Often, business prospects go elsewhere or Fauquier companies planning to expand move out, she said.

County government must make good on its decades-old promise to provide public water and sewer in the “service districts,” she added. That will require a combination of county and private sector funding — as planned in Opal, according to Mrs. Warzinski.

She also thinks Fauquier must address the $18 million in potential annual tax revenue it foregoes on property under “land-use” valuation.

“I support conservation, but we have to find a way to pay for that,” she said.

Mrs. Warzinksi expressed strong support for agriculture but questioned giving “the same tax break” for open space that “lies fallow.” She called the tax break for open space “a disincentive” to make that land available for grazing cattle or hay production, which would help farmers and the rural economy.

Consistently she returned to the theme of business growth as the key to Fauquier’s future.

Broadband Internet access — still a challenge in her neighborhood and other rural areas — deserves more attention from county government, the Bethesda, Md., native suggested.

She laughingly described her own experience last year, when bad weather knocked out her satellite-based service at home. Preparing for a presentation by videoconference for her graduate studies in nursing at James Madison University, Mrs. Warzinski drove to Warrenton in search of a good Wi-Fi connection.

She found one at Panera Bread but had to shield her screen, depicting graphic anatomical images, from folks eating soups and salads there.

Additionally, the county’s rapidly-aging population will pose great challenges for local government, she said. Her campaign will stress more opportunities for young people and more jobs in Fauquier.

An Air Force veteran, her husband commutes four hours a day to and from the Pentagon as a defense contractor.

“He’d love to work at Vint Hill,” she said. “Why can’t we have more opportunities here?”

Similarly, she believes the county must do more to encourage “affordable” housing for teachers, sheriff’s deputies, firefighters and other local government employees who live elsewhere because of high prices in Fauquier.

During her husband’s military career, the Warzinskis moved 10 times in 23 years. Buying a home on 10 acres in rural Fauquier has fit the family’s lifestyle perfectly — other than the commute, she said.

“But, we probably couldn’t afford (to buy) it today,” she added.

Mrs. Warzinski described herself as an advocate of “small government . . . that allows people to make money with their businesses . . . without a whole lot of encumbrances. Yes, government should prevent you from infringing on others, but it shouldn’t overreach.”

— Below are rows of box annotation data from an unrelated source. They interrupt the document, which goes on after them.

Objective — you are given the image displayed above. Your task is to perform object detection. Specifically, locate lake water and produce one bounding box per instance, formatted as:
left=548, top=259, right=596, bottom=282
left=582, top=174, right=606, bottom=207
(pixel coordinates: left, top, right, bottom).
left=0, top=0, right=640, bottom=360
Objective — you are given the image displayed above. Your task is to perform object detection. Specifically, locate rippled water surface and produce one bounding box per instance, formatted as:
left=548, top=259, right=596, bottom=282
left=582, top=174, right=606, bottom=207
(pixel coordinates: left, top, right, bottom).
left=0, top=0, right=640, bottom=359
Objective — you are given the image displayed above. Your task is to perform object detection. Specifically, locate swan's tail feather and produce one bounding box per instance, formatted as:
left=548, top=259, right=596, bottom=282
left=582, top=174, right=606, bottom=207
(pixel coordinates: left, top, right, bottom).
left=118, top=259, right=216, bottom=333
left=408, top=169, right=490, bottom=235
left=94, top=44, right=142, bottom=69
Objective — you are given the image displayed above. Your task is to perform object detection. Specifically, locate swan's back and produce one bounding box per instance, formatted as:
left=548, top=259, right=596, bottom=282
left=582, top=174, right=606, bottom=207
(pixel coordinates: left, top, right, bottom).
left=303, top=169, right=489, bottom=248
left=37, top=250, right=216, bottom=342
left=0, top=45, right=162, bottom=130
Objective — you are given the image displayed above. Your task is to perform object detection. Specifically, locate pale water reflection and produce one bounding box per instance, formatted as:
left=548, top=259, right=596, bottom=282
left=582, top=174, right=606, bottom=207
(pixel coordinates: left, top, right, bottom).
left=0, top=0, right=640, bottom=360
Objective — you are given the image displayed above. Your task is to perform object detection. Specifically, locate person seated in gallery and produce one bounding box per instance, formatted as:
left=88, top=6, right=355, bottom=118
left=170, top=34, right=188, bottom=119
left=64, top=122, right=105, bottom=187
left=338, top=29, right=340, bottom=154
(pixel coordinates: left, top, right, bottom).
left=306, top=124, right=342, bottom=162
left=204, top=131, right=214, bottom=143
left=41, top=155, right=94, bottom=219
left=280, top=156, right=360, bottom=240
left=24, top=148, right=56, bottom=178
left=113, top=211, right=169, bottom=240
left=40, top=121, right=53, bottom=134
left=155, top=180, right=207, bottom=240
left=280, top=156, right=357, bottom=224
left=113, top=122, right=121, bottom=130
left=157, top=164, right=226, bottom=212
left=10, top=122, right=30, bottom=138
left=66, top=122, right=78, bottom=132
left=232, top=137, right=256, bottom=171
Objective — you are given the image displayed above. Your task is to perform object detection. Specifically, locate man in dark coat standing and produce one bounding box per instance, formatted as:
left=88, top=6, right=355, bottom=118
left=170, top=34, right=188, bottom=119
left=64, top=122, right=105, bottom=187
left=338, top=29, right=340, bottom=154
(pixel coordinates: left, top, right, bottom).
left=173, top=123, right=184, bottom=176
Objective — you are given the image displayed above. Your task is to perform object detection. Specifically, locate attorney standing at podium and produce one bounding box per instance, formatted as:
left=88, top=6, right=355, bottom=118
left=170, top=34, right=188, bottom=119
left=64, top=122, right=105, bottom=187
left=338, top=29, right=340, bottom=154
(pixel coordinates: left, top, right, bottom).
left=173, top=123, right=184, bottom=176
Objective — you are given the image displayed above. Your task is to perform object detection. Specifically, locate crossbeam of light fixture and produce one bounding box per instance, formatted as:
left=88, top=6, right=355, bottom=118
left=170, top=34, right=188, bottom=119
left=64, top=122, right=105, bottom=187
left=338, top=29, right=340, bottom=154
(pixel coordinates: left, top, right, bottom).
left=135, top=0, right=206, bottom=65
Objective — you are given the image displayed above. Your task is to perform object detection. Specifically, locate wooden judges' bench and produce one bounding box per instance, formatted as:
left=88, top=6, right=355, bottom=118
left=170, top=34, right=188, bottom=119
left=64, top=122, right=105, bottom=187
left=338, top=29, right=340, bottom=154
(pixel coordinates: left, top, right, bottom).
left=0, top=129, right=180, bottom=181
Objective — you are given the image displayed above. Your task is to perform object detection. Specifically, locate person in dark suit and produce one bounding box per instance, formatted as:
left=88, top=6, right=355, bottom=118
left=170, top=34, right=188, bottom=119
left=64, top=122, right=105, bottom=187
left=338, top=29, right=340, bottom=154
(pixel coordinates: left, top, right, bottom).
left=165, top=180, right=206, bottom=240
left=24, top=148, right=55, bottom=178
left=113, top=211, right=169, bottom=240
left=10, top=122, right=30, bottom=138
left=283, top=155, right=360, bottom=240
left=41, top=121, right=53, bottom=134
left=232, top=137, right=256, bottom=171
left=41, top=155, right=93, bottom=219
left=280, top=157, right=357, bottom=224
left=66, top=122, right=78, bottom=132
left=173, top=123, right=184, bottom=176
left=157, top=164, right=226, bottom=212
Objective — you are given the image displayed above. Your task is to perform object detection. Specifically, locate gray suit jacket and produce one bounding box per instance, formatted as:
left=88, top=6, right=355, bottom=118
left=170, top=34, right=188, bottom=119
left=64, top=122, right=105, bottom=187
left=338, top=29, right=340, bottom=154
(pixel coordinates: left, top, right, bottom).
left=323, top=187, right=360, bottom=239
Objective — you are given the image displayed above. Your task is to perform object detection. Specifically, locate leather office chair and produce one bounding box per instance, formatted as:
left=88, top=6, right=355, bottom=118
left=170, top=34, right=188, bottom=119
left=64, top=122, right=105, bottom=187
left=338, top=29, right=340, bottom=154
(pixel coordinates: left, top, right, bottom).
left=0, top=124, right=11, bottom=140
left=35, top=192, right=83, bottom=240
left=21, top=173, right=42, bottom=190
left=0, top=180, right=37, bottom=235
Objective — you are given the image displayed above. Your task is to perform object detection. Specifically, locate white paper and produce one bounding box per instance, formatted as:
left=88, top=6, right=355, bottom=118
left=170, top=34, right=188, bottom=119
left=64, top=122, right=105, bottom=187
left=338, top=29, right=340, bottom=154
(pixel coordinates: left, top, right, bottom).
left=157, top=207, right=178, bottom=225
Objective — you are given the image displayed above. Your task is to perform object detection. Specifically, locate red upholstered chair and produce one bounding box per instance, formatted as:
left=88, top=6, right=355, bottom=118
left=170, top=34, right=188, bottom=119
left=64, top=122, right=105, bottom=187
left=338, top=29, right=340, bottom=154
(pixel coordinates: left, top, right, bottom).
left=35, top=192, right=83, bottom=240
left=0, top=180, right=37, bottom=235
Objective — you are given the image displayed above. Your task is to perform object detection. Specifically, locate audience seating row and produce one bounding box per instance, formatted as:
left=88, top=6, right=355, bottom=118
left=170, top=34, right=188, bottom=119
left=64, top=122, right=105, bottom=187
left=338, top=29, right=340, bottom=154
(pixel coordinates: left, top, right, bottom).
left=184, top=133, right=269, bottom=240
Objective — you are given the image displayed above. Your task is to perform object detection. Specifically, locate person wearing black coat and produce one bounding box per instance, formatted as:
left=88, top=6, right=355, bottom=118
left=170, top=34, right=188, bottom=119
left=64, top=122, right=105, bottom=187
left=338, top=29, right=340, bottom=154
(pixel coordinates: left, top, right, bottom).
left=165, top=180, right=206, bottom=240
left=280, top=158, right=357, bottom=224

Her campaign officially started with an announcement Jan. 29 at a meeting of conservatives in Warrenton.

With no competition so far for the Republican nomination, she would face independent candidate Mary Leigh McDaniel in the Nov. 3 general election.

Although recently licensed as a nurse practitioner, Mrs. Warzinski has put her medical career on hold to focus on the campaign. She continues to work part-time as a nurse at Fauquier Hospital.

Admitting she still has a great deal to learn, the candidate said she plans to go door-to-door and wherever Marshall District voters gather.

“I understand the importance of yard signs” and fund-raising, she said. But, the idea that a candidate for supervisor might spend “tens of thousands of dollars . . . makes me sad. It shouldn’t have to be that way.”